Ancient geology and really ancient geology July 14, 2020

 

Bald Mountain, etc.
Bald Mountain, Reids Peak, and Mirror Lake, in Utah’s Uinta Mountains
(Wikimedia Commons public domain photo by Louis Arevalo)

 

I continue with some notes from Jerry D. Grover, Jr., Geology of the Book of Mormon (2014).  (See this and other works by him and by others at Brother Grover’s Book of Mormon Scientific and Linguistic Research site.).  He is talking here, of course, about the New World catastrophe described in the Book of Mormon at the time of the death of Christ:

 

[I]n evaluating all of the events described in 3rd Nephi it is apparent that a volcano is an essential element, as there is really no other reasonable explanation for the mist and vapor of darkness that was widespread in the land northward and the land southward.

Most serious previous inquiries have included volcanic activity as a necessary element.  However, it has been proposed in one of the more extensive inquiries [that by Professor Bart Kowallis, previously discussed on this blog in some detail] that a volcano could explain all of the hazard types and damage elements.  This argument is based on the premise that volcanic activity can exclude the necessity of considering the addition of non-volcanic earthquakes and non-volcanic storm events.  (77)

 

After an examination of the history of volcanic earthquakes in the Isthmus of Tehuantepec, Brother Grover begins to chart his own course:

 

In order to account for the destruction described in 3rd Nephi, it is clear that a volcano and a regional earthquake are indicated.  (119)

 

A volcano-only scenario for the 3rd Nephi disaster is not viable to account for the description given in the Book of Mormon as volcanic earthquakes are simply not of the magnitudes necessary to account for the events and level of damage described in the Book of Mormon.  In addition to a volcano, a large regional earthquake will be necessary to account for the level of damage described.

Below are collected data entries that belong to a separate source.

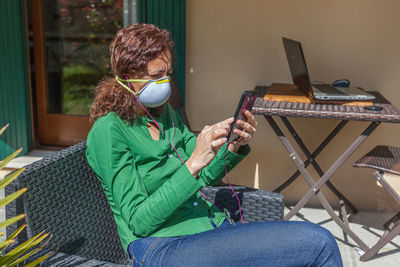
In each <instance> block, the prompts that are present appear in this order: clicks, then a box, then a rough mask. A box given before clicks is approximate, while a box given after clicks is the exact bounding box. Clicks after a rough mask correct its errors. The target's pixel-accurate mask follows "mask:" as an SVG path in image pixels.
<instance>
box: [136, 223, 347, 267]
mask: <svg viewBox="0 0 400 267" xmlns="http://www.w3.org/2000/svg"><path fill="white" fill-rule="evenodd" d="M128 251H129V254H130V255H131V257H132V258H133V266H185V267H186V266H218V267H222V266H280V267H282V266H335V267H336V266H343V264H342V259H341V257H340V252H339V248H338V246H337V244H336V240H335V239H334V237H333V236H332V234H331V233H330V232H329V231H328V230H326V229H325V228H322V227H321V226H319V225H316V224H312V223H308V222H297V221H273V222H258V223H249V224H236V225H235V226H231V225H229V223H227V221H225V222H224V223H223V224H222V225H221V226H220V227H218V228H216V229H215V230H211V231H207V232H203V233H199V234H194V235H188V236H179V237H146V238H143V239H139V240H136V241H135V242H132V243H131V244H130V245H129V247H128Z"/></svg>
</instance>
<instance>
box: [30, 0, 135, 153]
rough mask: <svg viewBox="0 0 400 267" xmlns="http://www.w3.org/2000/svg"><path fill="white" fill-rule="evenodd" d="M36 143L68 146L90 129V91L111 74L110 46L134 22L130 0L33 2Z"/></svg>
mask: <svg viewBox="0 0 400 267" xmlns="http://www.w3.org/2000/svg"><path fill="white" fill-rule="evenodd" d="M31 12H32V13H31V14H32V29H33V44H34V59H33V61H34V68H33V69H34V70H33V71H34V78H35V88H36V110H37V126H38V139H39V143H40V144H42V145H60V146H69V145H72V144H75V143H77V142H79V141H82V140H84V139H85V138H86V136H87V133H88V132H89V130H90V127H91V124H90V122H89V117H88V115H89V110H90V104H91V102H92V99H93V93H94V87H95V86H96V84H97V83H98V82H99V81H100V80H101V79H102V78H103V77H104V76H106V75H109V51H108V46H109V44H110V42H111V41H112V39H113V37H114V36H115V33H116V32H117V31H118V29H120V28H121V27H123V25H124V24H130V23H134V22H136V1H133V0H31Z"/></svg>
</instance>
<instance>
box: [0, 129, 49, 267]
mask: <svg viewBox="0 0 400 267" xmlns="http://www.w3.org/2000/svg"><path fill="white" fill-rule="evenodd" d="M7 127H8V124H7V125H6V126H4V127H3V128H1V129H0V135H1V134H2V133H3V132H4V131H5V130H6V129H7ZM21 151H22V148H20V149H18V150H17V151H15V152H14V153H12V154H11V155H9V156H8V157H7V158H5V159H4V160H2V161H0V171H1V170H2V169H3V168H4V167H5V166H6V165H7V164H8V163H9V162H10V161H11V160H12V159H13V158H15V157H16V156H17V155H18V154H19V153H20V152H21ZM24 170H25V168H22V169H19V170H16V171H14V172H12V173H11V174H9V175H7V176H6V177H4V179H2V180H0V189H2V188H4V187H6V186H7V185H8V184H10V183H11V182H12V181H14V180H15V179H16V178H17V177H18V175H20V174H21V173H22V172H23V171H24ZM26 190H27V189H26V188H22V189H20V190H18V191H17V192H14V193H12V194H11V195H8V196H6V197H4V198H3V199H0V207H4V206H6V205H7V204H8V203H10V202H11V201H13V200H15V199H16V198H18V197H19V196H21V195H22V194H23V193H25V192H26ZM23 218H25V214H19V215H17V216H15V217H13V218H10V219H7V220H6V221H2V222H0V228H3V227H7V226H9V225H11V224H13V223H16V222H17V221H19V220H21V219H23ZM25 227H26V224H24V225H22V226H21V227H19V228H18V229H17V230H16V231H15V232H14V233H12V234H11V235H10V236H9V237H8V238H7V239H6V240H5V241H3V242H0V250H1V255H0V266H16V265H18V264H21V263H23V262H24V261H25V260H26V259H27V258H29V257H30V256H32V255H33V254H35V253H36V252H38V251H39V250H40V249H41V248H43V247H44V246H45V245H46V243H47V242H45V240H46V239H48V238H47V237H48V235H49V234H47V233H43V232H42V233H40V234H38V235H36V236H34V237H32V238H31V239H29V240H28V241H26V242H24V243H22V244H19V245H18V246H17V247H15V248H13V249H12V250H8V249H7V248H8V247H9V246H11V245H12V244H14V242H15V238H16V237H17V236H18V234H19V233H21V231H22V230H23V229H24V228H25ZM0 234H1V235H3V233H0ZM6 250H7V251H8V252H7V253H6V252H5V251H6ZM50 256H51V254H48V255H45V256H42V257H40V258H39V259H37V260H35V261H32V262H31V263H29V264H27V265H25V266H36V265H37V264H39V263H40V262H42V261H44V260H45V259H47V258H48V257H50Z"/></svg>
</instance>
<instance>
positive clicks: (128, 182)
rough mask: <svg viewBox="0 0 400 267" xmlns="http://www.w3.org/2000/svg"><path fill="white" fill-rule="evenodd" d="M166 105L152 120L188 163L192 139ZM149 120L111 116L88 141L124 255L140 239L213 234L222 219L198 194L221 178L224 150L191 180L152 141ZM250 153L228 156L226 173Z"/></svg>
mask: <svg viewBox="0 0 400 267" xmlns="http://www.w3.org/2000/svg"><path fill="white" fill-rule="evenodd" d="M171 113H172V118H173V120H174V124H175V129H173V127H172V122H171V118H170V113H169V111H168V107H167V104H166V105H165V108H164V111H163V113H162V114H161V115H160V116H159V117H156V118H155V119H156V121H157V122H158V123H159V125H160V127H161V128H162V129H164V131H165V133H166V134H167V136H168V137H169V138H170V139H171V140H172V139H173V143H174V144H175V147H176V149H177V151H178V153H179V155H180V156H181V158H182V159H183V160H184V161H186V160H187V159H188V158H189V157H190V155H191V154H192V152H193V150H194V147H195V144H196V137H195V136H194V135H193V134H192V133H191V132H190V131H189V130H188V128H187V127H186V126H185V125H184V124H183V122H182V120H181V118H180V116H179V115H178V114H177V113H176V112H175V111H173V109H172V108H171ZM148 121H152V120H151V119H150V118H149V117H147V116H146V117H139V116H138V117H137V120H136V121H135V123H133V124H128V123H126V122H125V121H123V120H121V119H120V118H119V117H118V116H117V115H116V114H115V113H113V112H110V113H108V114H107V115H106V116H103V117H101V118H99V119H97V120H96V122H95V123H94V124H93V127H92V129H91V130H90V132H89V135H88V138H87V149H86V157H87V160H88V163H89V165H90V166H91V167H92V169H93V170H94V172H95V173H96V175H97V177H98V179H99V180H100V182H101V185H102V187H103V190H104V193H105V195H106V197H107V199H108V202H109V204H110V207H111V210H112V211H113V213H114V219H115V222H116V225H117V229H118V234H119V237H120V240H121V243H122V246H123V248H124V250H125V251H126V250H127V248H128V245H129V244H130V243H131V242H132V241H135V240H136V239H138V238H143V237H147V236H155V237H169V236H181V235H190V234H195V233H200V232H204V231H207V230H211V229H213V227H212V225H211V223H210V216H211V217H212V220H213V222H214V223H215V224H216V225H220V224H221V223H222V222H223V220H224V219H225V215H224V213H223V212H221V211H219V210H218V209H217V208H215V207H214V206H213V205H212V204H211V203H209V202H208V201H206V200H204V199H203V198H202V196H201V195H200V193H199V192H198V191H199V190H200V189H201V188H202V187H203V186H205V185H215V184H218V183H219V181H220V180H221V179H222V178H223V177H224V176H225V164H224V154H225V147H226V145H225V146H224V147H222V148H221V149H220V151H219V152H218V154H217V156H216V157H215V159H214V160H213V161H212V162H211V163H210V164H209V165H208V166H207V167H205V168H204V169H202V170H201V171H200V173H199V175H198V177H197V178H198V179H196V178H194V177H193V176H192V175H191V173H190V172H189V170H188V169H187V167H186V165H184V164H182V162H181V161H180V159H179V158H178V156H177V155H176V152H175V151H174V149H173V148H172V146H171V145H170V143H169V142H168V139H167V138H166V137H165V136H164V134H163V133H162V131H160V134H159V140H158V141H157V140H154V139H153V138H152V137H151V135H150V133H149V131H148V128H147V122H148ZM249 151H250V148H249V147H248V146H242V147H241V148H240V149H239V151H238V153H233V152H230V151H229V150H227V151H226V164H227V169H228V171H229V170H231V169H232V168H233V167H234V166H236V165H237V164H238V163H239V162H240V161H241V160H242V159H243V158H244V156H245V155H247V154H248V153H249Z"/></svg>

A storm involving precipitation cannot be ruled out based on the descriptions and text of the Book of Mormon.  The usage of the term “storm” is not inconsistent with the current usage of the term, which typically involves precipitation.  (124-125)

 

Upper Provo River Falls
The evenly-bedded layers of light gray limestone over which the Upper Provo River Falls flow are pretty clearly visible in this Wikimedia Commons public domain photograph, forming something of a grand staircase effect.

 

We drove up this evening through Kamas to Upper Provo River Falls and then over Bald Mountain Pass to Mirror Lake.  We took along Halka Chronic’s Roadside Geology of Utah (Missoula, MT: Mountain Press, 1990) — which, since it’s always in the glove compartment of our car, wasn’t entirely coincidental.  It was fascinating to see all of the Precambrian sedimentary rocks (along with glacial debris, representing the lower limit of Pleistocene glaciation).  Those sedimentary deposits are particularly striking at the Falls and then again just below Bald Mountain Pass.  The gray limestone at the Pass, in layers two to three inches thick, contains fossil algae (called stromatolites) that rank among the oldest fossils known, as well as what seem to be the twisty trails left behind by tiny animals burrowing through the limy mud of the Precambrian sea floor more than a billion years before the present.

 

Oh.  Wait.  Several anonymous online critics have assured me over the years that I’m a young-earth creationist.  So what am I thinking?